Whether you’re taking a basic accounting course, or running a business, the cost of goods sold figure is one of the most important lines on the entire income statement. After all, Revenue – Cost of Goods Sold (also known as COGs), equals the gross profit of the business. Understanding the cost of goods in a business you run, or a business you plan on investing in, is crucial. The good news is, the cost of goods sold formula is easy to understand. Let’s dive into everything you need to know about COGs.
What is the COGs Formula
Let’s start high level and cover the cost of goods sold formula. In its simplest form, the cost of goods formula has three variables:
- The beginning or starting inventory balance
- The total purchases over a given period
- The ending inventory balance
The easiest way to understand the formula is to see it in action. Let’s apply the above variables to a specific calendar month (January).
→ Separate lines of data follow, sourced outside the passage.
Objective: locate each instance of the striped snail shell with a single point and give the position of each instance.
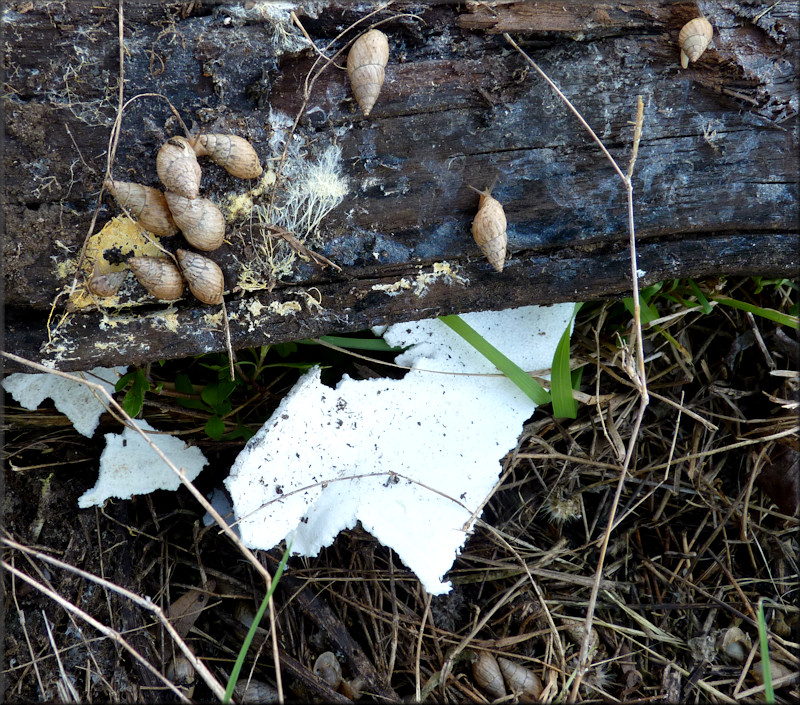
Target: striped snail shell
(487, 674)
(177, 167)
(146, 204)
(365, 65)
(694, 39)
(159, 276)
(521, 681)
(201, 222)
(106, 284)
(489, 229)
(328, 668)
(204, 277)
(234, 154)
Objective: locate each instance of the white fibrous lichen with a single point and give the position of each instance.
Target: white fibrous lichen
(313, 189)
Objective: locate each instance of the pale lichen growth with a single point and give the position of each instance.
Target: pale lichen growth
(419, 286)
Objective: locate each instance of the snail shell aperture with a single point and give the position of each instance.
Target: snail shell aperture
(201, 222)
(177, 167)
(234, 154)
(106, 284)
(159, 276)
(694, 39)
(365, 65)
(146, 204)
(489, 229)
(204, 277)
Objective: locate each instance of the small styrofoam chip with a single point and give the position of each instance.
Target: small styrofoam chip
(411, 459)
(82, 405)
(129, 466)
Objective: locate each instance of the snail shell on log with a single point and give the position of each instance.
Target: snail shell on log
(106, 284)
(204, 277)
(328, 668)
(146, 204)
(489, 229)
(487, 674)
(201, 222)
(520, 680)
(159, 276)
(694, 39)
(234, 154)
(365, 65)
(254, 692)
(177, 167)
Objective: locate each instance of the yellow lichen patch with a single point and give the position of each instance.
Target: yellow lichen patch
(393, 289)
(288, 308)
(213, 319)
(121, 236)
(440, 271)
(238, 206)
(255, 308)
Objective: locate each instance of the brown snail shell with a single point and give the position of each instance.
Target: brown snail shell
(106, 284)
(328, 668)
(201, 222)
(234, 154)
(204, 277)
(365, 65)
(146, 204)
(254, 692)
(694, 39)
(520, 680)
(487, 674)
(177, 167)
(489, 229)
(159, 276)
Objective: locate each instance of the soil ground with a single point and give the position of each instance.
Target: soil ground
(705, 527)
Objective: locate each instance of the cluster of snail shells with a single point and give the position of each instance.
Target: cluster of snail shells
(181, 208)
(694, 38)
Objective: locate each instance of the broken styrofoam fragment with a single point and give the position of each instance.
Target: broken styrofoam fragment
(81, 404)
(129, 466)
(413, 459)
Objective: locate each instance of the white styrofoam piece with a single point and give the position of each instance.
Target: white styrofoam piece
(411, 459)
(129, 466)
(79, 403)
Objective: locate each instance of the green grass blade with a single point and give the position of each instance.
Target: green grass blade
(769, 313)
(564, 404)
(769, 692)
(374, 345)
(237, 667)
(700, 296)
(538, 394)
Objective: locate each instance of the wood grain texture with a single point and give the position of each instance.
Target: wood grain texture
(715, 181)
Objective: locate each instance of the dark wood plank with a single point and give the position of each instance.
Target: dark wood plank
(715, 182)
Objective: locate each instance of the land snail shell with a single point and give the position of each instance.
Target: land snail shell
(106, 283)
(234, 154)
(146, 204)
(177, 167)
(365, 66)
(204, 277)
(201, 222)
(327, 667)
(487, 674)
(489, 229)
(694, 39)
(159, 276)
(520, 680)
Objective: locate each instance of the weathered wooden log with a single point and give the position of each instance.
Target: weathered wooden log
(714, 183)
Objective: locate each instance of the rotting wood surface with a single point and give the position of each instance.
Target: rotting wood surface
(715, 181)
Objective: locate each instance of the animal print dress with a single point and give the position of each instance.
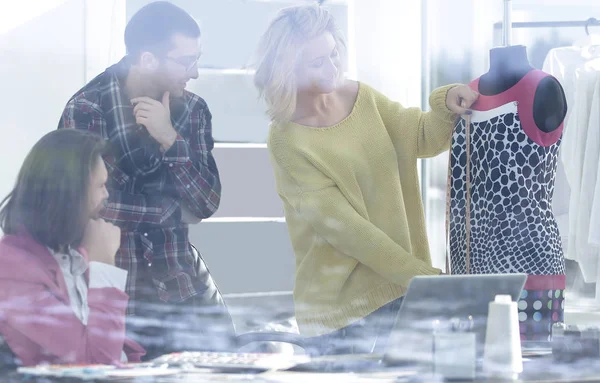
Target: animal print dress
(512, 228)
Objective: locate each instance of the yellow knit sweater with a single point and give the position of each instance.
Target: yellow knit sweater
(353, 205)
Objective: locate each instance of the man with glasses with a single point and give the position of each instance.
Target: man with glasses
(163, 177)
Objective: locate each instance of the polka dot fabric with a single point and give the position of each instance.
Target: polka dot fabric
(512, 227)
(538, 311)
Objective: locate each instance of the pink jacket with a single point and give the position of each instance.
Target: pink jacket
(36, 319)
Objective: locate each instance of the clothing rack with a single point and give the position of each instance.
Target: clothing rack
(507, 23)
(592, 22)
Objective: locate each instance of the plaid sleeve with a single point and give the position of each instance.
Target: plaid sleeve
(197, 182)
(127, 210)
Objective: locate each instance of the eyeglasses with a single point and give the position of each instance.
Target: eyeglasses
(188, 66)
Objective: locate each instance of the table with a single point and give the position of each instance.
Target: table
(536, 370)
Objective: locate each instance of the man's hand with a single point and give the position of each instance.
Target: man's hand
(460, 98)
(156, 117)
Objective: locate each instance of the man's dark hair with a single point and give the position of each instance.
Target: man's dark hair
(152, 27)
(50, 198)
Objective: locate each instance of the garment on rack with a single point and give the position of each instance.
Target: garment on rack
(577, 69)
(512, 172)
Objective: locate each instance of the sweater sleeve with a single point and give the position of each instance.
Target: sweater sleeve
(426, 134)
(315, 198)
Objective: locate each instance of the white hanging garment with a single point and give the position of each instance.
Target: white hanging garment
(576, 68)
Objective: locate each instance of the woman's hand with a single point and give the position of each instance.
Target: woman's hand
(460, 98)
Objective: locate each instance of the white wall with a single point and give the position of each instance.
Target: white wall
(41, 45)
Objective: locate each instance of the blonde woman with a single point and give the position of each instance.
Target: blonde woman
(345, 164)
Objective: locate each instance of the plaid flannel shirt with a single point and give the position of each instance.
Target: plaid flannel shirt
(148, 187)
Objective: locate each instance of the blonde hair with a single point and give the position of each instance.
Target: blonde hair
(279, 50)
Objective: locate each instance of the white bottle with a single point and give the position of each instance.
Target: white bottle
(502, 352)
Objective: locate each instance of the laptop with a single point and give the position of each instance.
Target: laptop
(431, 303)
(444, 303)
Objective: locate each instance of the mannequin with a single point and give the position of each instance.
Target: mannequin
(508, 65)
(515, 134)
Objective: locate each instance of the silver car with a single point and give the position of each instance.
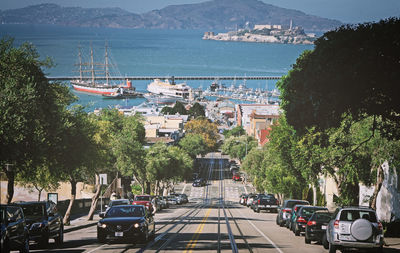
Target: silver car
(354, 227)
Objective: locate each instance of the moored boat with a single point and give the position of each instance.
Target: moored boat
(167, 88)
(89, 84)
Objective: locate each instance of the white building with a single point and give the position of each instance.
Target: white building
(388, 201)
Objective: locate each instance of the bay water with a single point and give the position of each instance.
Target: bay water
(147, 52)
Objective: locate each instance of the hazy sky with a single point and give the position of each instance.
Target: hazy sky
(347, 11)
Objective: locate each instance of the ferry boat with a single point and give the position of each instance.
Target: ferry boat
(169, 89)
(89, 85)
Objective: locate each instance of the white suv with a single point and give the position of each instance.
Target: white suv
(354, 227)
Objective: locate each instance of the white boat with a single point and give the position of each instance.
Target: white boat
(177, 91)
(89, 84)
(160, 99)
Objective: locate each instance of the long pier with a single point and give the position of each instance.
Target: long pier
(70, 78)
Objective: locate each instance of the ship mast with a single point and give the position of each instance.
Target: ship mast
(106, 63)
(80, 62)
(92, 63)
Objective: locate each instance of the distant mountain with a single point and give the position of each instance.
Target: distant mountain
(210, 15)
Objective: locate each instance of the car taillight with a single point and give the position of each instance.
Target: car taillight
(311, 223)
(301, 219)
(336, 224)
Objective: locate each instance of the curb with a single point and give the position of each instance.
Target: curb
(74, 228)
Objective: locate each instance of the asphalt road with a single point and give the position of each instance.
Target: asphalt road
(211, 221)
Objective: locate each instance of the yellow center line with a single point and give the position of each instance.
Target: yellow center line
(196, 235)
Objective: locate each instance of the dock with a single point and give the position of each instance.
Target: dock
(172, 78)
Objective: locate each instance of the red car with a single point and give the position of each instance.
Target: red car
(236, 177)
(144, 200)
- On January 1st, your business has $100,000 of inventory on the shelf
- Throughout January, you’re business purchases and receives $25,000 of inventory, while simultaneously selling through some of your inventory on the shelf to fulfill customer orders
- On January 31st, you have a total inventory balance of $95,000. How much inventory did you use? The answer is the cost of goods sold, which in this example is $30,000 ($100,000 starting balance + $25,000 in received purchases – $95,000)
Why are COGs Important?
COGs are critically important to a business as COGs directly impact a business’s profit margin and profit dollars. If your cost has increased, your business will be less profitable unless you pass that increased cost onto your customers. If you find a way to decrease your COGs, your business will be more profitable, and that unlocks an endless amount of opportunities.
What Goes Into the Cost of Good?
Understanding what goes into the cost of goods is a bit more nuanced. There is some grey area here, and depending on the business’s accounting method will dictate what costs truly get baked into the cost of goods formula. Here are some of the most common variables that all influence the cost of goods line item.
Raw Material Cost
Material cost greatly influences the COGs. Imagine if you are in the business of printing t-shirts. Your business buys blank t-shirts from a t-shirt manufacturer, and you were able to buy 500 blank t-shirts for $1,000, or $2 a shirt. If the price of cotton increases (which is the material your t-shirts are made out of), chances are the manufacturer will raise your price. Now instead of paying $1,000 for 500 t-shirts, you may be paying $1,200 for 500 shirts, or $2.40 each!
Shipping and Importing Cost
Another standard accounting practice is to add the cost of shipping the product to your facility into the cost of goods. For example, if those 500 shirts all fit on one pallet, and it costs $250 to ship that one pallet from the manufacturer to your facility, you could take the $250 and divide that into the 500 shirts, which would add $0.50 to your cost of goods.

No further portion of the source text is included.